In what respect? I don't think i've ever gotten an important SMS outside of personal communications, let alone the 50+ emails I get a day that are considered "important" in some way.
I think your OP probably meant to constrain the point to messaging. HTTP, telnet, etc aren't really messaging, implying asynchronous delivery, they're socket protocols.
I guess in theory you could leave an HTTP packet for someone to pick up months later, but existing networks would time it out.
Also XMPP, but that's not gained a lot of traction. IRC also doesn't seem primed to burst back onto the scene.
(To be honest, the only thing I really like about slack over IRC is history. I wonder if that couldn't be processed in a more peer-to-peer manner over IRC?)
I used to hear people saying all the time "well, the correct way to handle [messaging problem X] is to use XMPP" but more recently people seem to talk of it like a dead man walking.
Is it really so bad? Is there anything on the horizon that could replace email as an open messaging protocol?
I guess kilobyte-sized text snippets are probably a pretty good fit for a blockchain-based trustless messaging service. A million monkeys are hacking on that right now, right? Maybe that will just leapfrog everything else?
I've never implemented it, but from a user standpoint, there aren't any widely-available services that people seem to use. gchat appears to be shutting their endpoints down. Facebook shut theirs down in 2014.
People got familiar with email because their ISP/employer provided them with an email address. Eventually it became a thing on it's own. Chat was never like that. There was always one service you used, and all your friends used. Now that's gchat and facebook chat.
Just to be precise: Google and Facebook did not shut down their xmpp servers, they just disabled the ability to connect to them via xmpp clients, to make sure everyone uses their web clients, so they don't loose any data they could've collected otherwise...
The original Google Talk ifnrastructure is still up and running and clients can connect to it using a protocol derived from XMPP (basically a subset XMPP converted to protobuf) and use it to message devices (Android uses it push messaging, but technically you can also send messages directly between devices). It's not directly used for text messaging though.
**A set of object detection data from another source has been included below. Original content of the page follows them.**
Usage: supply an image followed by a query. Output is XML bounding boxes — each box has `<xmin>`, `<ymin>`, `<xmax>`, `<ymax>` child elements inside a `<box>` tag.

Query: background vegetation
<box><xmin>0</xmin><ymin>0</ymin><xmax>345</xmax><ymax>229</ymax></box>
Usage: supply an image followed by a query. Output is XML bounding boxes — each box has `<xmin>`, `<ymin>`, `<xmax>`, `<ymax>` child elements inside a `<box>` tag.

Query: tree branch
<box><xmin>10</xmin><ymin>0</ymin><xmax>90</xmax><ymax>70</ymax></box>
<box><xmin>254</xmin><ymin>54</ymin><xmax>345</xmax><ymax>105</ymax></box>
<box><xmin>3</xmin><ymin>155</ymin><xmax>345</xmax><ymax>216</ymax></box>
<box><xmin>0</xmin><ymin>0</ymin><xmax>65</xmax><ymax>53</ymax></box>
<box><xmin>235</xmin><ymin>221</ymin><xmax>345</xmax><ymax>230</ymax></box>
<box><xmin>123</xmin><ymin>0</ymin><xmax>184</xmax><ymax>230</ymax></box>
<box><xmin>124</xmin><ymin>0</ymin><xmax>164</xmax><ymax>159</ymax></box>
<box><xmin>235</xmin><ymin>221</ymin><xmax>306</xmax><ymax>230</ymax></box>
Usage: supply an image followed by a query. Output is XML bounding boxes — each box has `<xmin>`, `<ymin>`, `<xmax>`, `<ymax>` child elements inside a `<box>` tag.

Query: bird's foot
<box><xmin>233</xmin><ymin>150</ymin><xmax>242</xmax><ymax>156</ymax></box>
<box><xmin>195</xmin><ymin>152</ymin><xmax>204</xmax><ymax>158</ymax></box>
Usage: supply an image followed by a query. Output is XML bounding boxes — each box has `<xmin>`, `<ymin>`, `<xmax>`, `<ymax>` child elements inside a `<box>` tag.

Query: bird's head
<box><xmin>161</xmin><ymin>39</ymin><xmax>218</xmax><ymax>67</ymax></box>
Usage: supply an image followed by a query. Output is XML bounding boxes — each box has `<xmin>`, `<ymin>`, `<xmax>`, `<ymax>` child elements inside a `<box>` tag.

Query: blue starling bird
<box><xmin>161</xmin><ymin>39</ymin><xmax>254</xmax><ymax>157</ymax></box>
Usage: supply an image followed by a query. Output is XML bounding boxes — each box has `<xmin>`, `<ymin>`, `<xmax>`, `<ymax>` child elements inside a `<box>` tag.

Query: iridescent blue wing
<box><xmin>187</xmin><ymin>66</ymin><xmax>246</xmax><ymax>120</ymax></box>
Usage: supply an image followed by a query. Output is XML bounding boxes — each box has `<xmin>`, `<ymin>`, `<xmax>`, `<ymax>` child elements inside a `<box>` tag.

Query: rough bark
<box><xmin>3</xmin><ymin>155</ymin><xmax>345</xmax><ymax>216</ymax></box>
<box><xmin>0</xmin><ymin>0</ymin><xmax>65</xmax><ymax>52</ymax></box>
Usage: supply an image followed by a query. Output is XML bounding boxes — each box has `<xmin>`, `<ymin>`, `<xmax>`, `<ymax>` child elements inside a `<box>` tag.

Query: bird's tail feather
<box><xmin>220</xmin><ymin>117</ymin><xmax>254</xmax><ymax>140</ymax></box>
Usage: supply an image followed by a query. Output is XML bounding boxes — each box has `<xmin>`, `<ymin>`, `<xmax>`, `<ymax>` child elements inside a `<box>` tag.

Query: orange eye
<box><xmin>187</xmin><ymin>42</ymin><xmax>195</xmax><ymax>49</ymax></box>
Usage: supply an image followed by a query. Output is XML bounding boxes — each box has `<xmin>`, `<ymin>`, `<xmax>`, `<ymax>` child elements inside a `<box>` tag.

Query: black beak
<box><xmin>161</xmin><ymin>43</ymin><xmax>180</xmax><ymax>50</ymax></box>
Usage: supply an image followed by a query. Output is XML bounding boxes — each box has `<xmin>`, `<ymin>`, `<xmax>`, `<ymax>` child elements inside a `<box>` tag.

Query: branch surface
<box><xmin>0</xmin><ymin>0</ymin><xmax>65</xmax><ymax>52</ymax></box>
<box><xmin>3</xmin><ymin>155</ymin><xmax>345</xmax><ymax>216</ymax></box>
You don't lose anything (assuming your whole team uses the same bouncer, which is a good solution, IMO), logs will remain saved on the disk drive, but people will be unable to connect. Personally I have a bouncer running on a VPS since 2008 with 100% uptime so far, costs me $3/month and is used by 10 people.
If my bouncer goes down, I don't have the history for the period for which it was down. Congrats on 100% uptime, but that's not the numbers one should plan by.
If the bouncer goes down and your team uses only the bouncer, someone fixes the problem before new history is made, and nothing is lost. Fixing the problem means rebooting the machine, there is absolutely nothing that can go wrong with a simple IRC bouncer.
Matrix also isn't too set on chat. It would be quite possible to send email over Matrix. Maybe once Matrix has some kind of solution to spam that would be something to explore. With bridges to SMTP, if you'd like.